Dear friend, lately, we’ve been like skipping stones,
quickly passing each other before diving
into different spots of the same water.
If you ask me, every stone still smells like childhood:
namely, the notion of letting go
and sushi night in my neighborhood, all
refills and ranting and questions with no real answers.
It’s my last meal in the country
before I leave you for a while,
so we’re trying our best to say everything now.
You walk me home through the swampy air.
We’re sad but upbeat
like city frogs:
bouncing between sidewalk and street,
our voices
croaks from straining over the soundtrack
of tired adults driving home from dinner.
Somehow, these days, I’ve managed to stay
dry.
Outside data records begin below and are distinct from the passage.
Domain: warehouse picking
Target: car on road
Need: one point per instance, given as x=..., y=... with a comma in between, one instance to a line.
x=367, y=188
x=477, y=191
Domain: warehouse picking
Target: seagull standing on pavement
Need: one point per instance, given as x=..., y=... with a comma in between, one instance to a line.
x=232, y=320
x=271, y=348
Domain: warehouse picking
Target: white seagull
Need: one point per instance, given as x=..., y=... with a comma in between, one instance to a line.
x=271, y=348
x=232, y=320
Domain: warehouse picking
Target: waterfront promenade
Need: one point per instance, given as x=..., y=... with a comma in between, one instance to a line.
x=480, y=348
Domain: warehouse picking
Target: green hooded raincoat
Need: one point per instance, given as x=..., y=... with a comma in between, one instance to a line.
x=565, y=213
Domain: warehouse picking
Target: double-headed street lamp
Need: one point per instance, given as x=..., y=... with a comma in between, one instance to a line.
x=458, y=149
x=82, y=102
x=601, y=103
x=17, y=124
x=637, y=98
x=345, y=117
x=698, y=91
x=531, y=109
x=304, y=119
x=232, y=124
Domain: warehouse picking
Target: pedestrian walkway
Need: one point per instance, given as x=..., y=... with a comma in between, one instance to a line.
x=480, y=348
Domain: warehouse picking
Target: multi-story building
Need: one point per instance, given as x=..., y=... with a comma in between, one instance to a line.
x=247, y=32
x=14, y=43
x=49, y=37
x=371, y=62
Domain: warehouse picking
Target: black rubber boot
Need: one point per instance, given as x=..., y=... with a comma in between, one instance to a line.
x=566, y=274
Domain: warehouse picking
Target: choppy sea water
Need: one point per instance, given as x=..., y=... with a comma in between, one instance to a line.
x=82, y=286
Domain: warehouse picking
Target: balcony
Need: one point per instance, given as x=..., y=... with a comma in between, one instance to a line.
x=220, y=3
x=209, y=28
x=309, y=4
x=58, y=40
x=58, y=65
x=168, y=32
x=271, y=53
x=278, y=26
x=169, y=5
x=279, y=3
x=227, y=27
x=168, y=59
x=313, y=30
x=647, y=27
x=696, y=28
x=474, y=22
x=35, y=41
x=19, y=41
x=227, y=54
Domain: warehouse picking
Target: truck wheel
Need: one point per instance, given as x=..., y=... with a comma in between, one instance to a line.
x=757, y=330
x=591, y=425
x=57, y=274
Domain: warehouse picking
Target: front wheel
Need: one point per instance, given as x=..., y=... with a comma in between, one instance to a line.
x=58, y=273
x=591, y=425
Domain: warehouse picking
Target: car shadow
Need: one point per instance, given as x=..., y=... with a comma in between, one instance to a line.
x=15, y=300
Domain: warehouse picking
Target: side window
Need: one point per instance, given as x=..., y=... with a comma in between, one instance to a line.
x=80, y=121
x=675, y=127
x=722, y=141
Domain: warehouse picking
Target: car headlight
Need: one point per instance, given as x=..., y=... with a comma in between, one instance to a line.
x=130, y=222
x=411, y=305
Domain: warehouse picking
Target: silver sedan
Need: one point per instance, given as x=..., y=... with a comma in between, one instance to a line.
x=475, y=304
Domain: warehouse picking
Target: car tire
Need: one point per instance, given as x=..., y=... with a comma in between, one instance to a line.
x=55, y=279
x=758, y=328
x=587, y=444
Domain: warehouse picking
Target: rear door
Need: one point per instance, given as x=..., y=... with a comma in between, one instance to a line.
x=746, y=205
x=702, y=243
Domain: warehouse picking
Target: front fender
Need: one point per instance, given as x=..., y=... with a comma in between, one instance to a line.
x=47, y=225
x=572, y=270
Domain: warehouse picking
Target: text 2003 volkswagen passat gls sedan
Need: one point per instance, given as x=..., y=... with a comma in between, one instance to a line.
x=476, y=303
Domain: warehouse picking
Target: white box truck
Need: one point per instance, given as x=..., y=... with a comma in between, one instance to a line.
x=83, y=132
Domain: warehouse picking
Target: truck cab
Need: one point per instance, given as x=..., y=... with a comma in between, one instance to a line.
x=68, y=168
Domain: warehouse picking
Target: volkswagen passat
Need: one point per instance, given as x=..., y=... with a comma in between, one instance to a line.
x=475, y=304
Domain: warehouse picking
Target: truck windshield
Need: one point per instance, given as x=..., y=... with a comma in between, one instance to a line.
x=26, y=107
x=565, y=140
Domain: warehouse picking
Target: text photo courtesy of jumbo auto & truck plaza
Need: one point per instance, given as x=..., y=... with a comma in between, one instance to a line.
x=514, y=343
The oblong stone that Feeling won’t throw
because she can tell just by looking at it that
it won’t hit the pond right or skip smoothly, that’s me.
At first, the stone calls this survival,
calls this legitimate self-defense. I say
I’m brave,
and I trust the future.
And you know it’s bullshit
because we both look back a second time
when we’re supposed to be walking away from each other,
and it’s then that I feel hands at my stony flesh,
and getting thrown doesn’t feel like flying at all, really,
and you can see it in my face,
and it actually feels more like crashing,
a cool sensation of
I-think-the-water-is-trying-to-murder-me
and I-wasn’t-supposed-to-drown.
But, still, I spring when I walk and say, “Nothing to worry about.”
And, still, I smile and say, “See you soon.”
We’re just swept in the current,
or maybe it’s raining. It is typhoon season after all.
That’s the excuse I’ll give, anyway, if you ask me
why my eyes are wet.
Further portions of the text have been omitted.